The files are in CSV format and have the following structure :
Ref RNA | position on ref RNA | 5/3' read en count |
---|---|---|
NR_046235.3_5.8S | 1 | 735 |
NR_046235.3_5.8S | 2 | 173 |
NR_046235.3_5.8S | 3 | 59 |
NR_046235.3_5.8S | 4 | 32 |
NR_046235.3_5.8S | 5 | 21 |
The column headers have been added in the above example for clarity, but the real output files do not have them.
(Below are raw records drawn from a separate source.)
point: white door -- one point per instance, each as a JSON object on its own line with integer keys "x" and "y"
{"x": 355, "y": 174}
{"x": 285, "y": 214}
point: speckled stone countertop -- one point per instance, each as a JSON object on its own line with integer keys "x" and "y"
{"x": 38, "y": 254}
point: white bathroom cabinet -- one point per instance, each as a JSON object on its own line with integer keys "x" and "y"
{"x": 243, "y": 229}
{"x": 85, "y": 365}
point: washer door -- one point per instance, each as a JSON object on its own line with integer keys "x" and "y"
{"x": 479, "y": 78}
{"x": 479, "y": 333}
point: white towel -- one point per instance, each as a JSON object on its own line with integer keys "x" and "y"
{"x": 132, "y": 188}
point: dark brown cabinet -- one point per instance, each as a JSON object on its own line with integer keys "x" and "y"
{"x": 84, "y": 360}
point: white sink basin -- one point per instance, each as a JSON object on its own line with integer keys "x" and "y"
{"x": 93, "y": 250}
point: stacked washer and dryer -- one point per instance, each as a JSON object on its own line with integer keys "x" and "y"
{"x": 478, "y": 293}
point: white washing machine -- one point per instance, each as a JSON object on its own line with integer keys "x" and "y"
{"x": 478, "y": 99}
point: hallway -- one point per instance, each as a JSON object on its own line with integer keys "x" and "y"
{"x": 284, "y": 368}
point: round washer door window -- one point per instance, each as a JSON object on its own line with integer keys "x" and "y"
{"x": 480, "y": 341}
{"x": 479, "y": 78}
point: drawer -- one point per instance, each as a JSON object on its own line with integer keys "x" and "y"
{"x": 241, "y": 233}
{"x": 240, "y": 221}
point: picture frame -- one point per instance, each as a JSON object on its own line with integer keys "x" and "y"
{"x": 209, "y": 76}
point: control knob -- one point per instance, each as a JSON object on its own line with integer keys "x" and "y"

The RiboMethSeq QC report is stored in rms_report.html, at the root of the output directory.
It currently contains the following analyses :
- A end-read count boxplot and RLE for each samples.
- A distance heatmap to compare coverage profiles between samples.
- A correspondence analysis of the coverage profiles.